# ThumbGate 1.28.0: A Safer Path from Agent Feedback to Enforcement

> Source: <https://dev.to/igorganapolsky/thumbgate-1280-a-safer-path-from-agent-feedback-to-enforcement-38en>
> Published: 2026-07-13 10:01:02+00:00

Most AI-agent safety systems are comfortable detecting risk. The harder problem is deciding when human feedback is specific enough to become enforcement, then proving that the new rule will not block legitimate work.

ThumbGate 1.28.0 focuses on that boundary.

The new interactive quickstart walks an operator through installing a first prevention rule:

```
npx thumbgate@1.28.0 quickstart
```

The flow is TTY-aware.

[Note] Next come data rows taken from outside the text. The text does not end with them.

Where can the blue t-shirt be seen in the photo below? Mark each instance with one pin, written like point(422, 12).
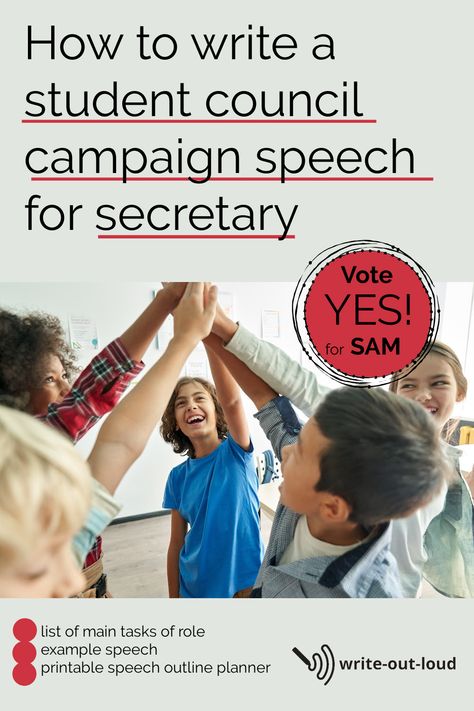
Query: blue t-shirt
point(217, 496)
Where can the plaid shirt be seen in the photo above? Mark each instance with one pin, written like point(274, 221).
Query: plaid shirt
point(95, 393)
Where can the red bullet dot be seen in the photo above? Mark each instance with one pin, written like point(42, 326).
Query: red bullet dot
point(24, 674)
point(24, 652)
point(24, 629)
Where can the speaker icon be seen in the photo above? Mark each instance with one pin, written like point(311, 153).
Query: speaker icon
point(322, 663)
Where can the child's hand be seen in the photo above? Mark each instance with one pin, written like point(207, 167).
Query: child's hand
point(223, 326)
point(195, 313)
point(175, 290)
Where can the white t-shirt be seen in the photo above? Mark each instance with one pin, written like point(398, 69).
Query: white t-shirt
point(407, 543)
point(304, 545)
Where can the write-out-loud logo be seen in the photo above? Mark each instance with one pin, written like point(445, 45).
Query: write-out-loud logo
point(324, 664)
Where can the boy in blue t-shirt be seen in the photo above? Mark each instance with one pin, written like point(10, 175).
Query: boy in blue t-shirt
point(214, 492)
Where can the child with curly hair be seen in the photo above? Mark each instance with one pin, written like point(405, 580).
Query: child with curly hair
point(50, 507)
point(37, 365)
point(215, 547)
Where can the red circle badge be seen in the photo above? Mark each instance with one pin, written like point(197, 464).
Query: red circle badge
point(364, 311)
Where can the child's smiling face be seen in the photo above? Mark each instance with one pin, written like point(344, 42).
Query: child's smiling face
point(195, 411)
point(53, 388)
point(49, 571)
point(433, 385)
point(301, 473)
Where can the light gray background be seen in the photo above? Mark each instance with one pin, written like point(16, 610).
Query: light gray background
point(413, 62)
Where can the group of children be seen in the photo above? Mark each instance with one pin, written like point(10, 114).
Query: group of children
point(372, 500)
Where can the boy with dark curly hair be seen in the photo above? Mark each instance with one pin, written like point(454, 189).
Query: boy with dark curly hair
point(214, 492)
point(37, 364)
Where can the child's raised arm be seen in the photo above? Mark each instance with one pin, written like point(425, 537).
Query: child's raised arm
point(270, 363)
point(125, 433)
point(253, 386)
point(140, 334)
point(228, 393)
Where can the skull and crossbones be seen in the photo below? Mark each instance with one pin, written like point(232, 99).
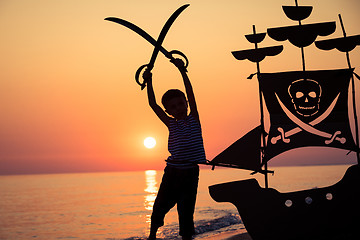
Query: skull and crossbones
point(305, 95)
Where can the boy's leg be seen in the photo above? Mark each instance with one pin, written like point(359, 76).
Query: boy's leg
point(186, 204)
point(165, 200)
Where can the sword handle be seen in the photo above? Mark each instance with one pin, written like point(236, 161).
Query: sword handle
point(137, 75)
point(177, 52)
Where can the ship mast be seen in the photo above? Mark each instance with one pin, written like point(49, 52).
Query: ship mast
point(353, 94)
point(263, 144)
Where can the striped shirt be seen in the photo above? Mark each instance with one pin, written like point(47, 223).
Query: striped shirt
point(185, 143)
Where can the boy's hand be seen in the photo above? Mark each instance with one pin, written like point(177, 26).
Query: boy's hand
point(179, 64)
point(147, 76)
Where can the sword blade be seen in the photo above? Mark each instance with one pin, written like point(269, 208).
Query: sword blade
point(163, 33)
point(139, 31)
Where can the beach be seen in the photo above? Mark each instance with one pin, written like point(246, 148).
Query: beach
point(118, 205)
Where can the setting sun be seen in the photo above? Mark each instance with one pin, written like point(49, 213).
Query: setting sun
point(149, 142)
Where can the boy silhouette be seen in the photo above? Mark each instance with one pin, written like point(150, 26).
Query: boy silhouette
point(181, 175)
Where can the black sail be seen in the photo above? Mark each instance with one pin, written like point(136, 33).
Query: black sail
point(244, 153)
point(307, 108)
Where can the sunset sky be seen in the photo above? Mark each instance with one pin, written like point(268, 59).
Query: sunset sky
point(69, 101)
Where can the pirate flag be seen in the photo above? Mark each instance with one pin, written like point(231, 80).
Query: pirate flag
point(307, 108)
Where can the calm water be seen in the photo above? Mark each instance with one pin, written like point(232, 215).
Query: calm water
point(118, 205)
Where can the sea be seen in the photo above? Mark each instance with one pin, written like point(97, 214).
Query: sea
point(118, 205)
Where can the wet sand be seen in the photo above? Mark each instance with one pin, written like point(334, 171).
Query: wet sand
point(231, 235)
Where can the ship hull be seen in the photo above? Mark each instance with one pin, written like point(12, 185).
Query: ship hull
point(323, 213)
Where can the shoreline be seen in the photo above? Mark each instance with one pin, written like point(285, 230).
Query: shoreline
point(239, 234)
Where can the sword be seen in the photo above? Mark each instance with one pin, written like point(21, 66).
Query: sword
point(157, 44)
point(309, 128)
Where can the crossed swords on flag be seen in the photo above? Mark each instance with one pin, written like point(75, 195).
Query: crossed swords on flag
point(308, 127)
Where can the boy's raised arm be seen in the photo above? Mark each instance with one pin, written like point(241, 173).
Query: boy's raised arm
point(152, 100)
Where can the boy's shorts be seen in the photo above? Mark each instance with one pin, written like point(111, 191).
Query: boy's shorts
point(178, 186)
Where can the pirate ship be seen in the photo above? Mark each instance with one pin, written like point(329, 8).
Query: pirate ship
point(306, 108)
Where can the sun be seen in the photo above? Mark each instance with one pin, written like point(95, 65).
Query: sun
point(149, 142)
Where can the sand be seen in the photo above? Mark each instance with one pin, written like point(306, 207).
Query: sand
point(230, 235)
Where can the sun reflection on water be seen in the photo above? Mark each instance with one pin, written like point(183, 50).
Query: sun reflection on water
point(151, 190)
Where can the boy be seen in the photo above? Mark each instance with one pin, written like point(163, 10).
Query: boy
point(181, 175)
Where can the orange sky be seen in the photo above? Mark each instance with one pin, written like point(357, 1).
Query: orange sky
point(68, 99)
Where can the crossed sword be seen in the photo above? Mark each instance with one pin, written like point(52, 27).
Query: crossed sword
point(308, 126)
point(156, 43)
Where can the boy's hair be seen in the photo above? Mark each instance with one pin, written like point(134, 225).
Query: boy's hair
point(170, 94)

In non-interactive environments it prints guidance rather than pretending an operator approved a rule.

Five explicit commands make the operational surface easier to inspect:

`/thumbgate-guard`

turns a concrete mistake into a prevention rule.`/thumbgate-rules`

shows active rules and learned lessons.`/thumbgate-blocked`

reports what enforcement actually stopped.`/thumbgate-protect`

shows branch and release governance.`/thumbgate-doctor`

checks hook, MCP, and agent-readiness wiring.A bare thumbs-down is evidence, not a permanent policy decision. In 1.28.0, a thumbs-down followed by a concrete `never ...`

correction can take the immediate force-gate path. It is surfaced to the operator rather than silently installed.

Thumbs-up guidance remains guidance. An `always ...`

preference does not automatically become a hard block because positive preferences rarely define a safe denial boundary on their own.

That distinction is deliberate: fast enforcement for explicit negative constraints, without turning vague sentiment into a lockout.

Before a candidate prevention rule hardens, ThumbGate replays it against previously allowed actions. A candidate that would catch known-good work is quarantined to warning mode instead of promoted.

This makes rule promotion testable. The question is not only "does this match the failure?" but also "what legitimate behavior would this rule break?"

For autonomous loops, setting `THUMBGATE_AUTONOMOUS=1`

makes approval gates fail closed when no human is present to answer. The release also strengthens self-protection around environment overrides and process-kill attempts.

The goal is not to claim that every risky action is universally blocked. It is to make the active enforcement posture visible, preserve explicit owner escape paths, and prevent an unattended agent from treating silence as approval.

Version 1.28.0 adds a Hermes Agent adapter and hardens package-integrity checks so dynamically loaded runtime files are verified before publication. Release checks now validate the package users actually install, not only the source tree that produced it.

ThumbGate is MIT-licensed and published on npm:

```
npx thumbgate@1.28.0 quickstart
```

Disclosure: I built ThumbGate. Technical criticism of the feedback, promotion, and lockout tradeoffs is welcome.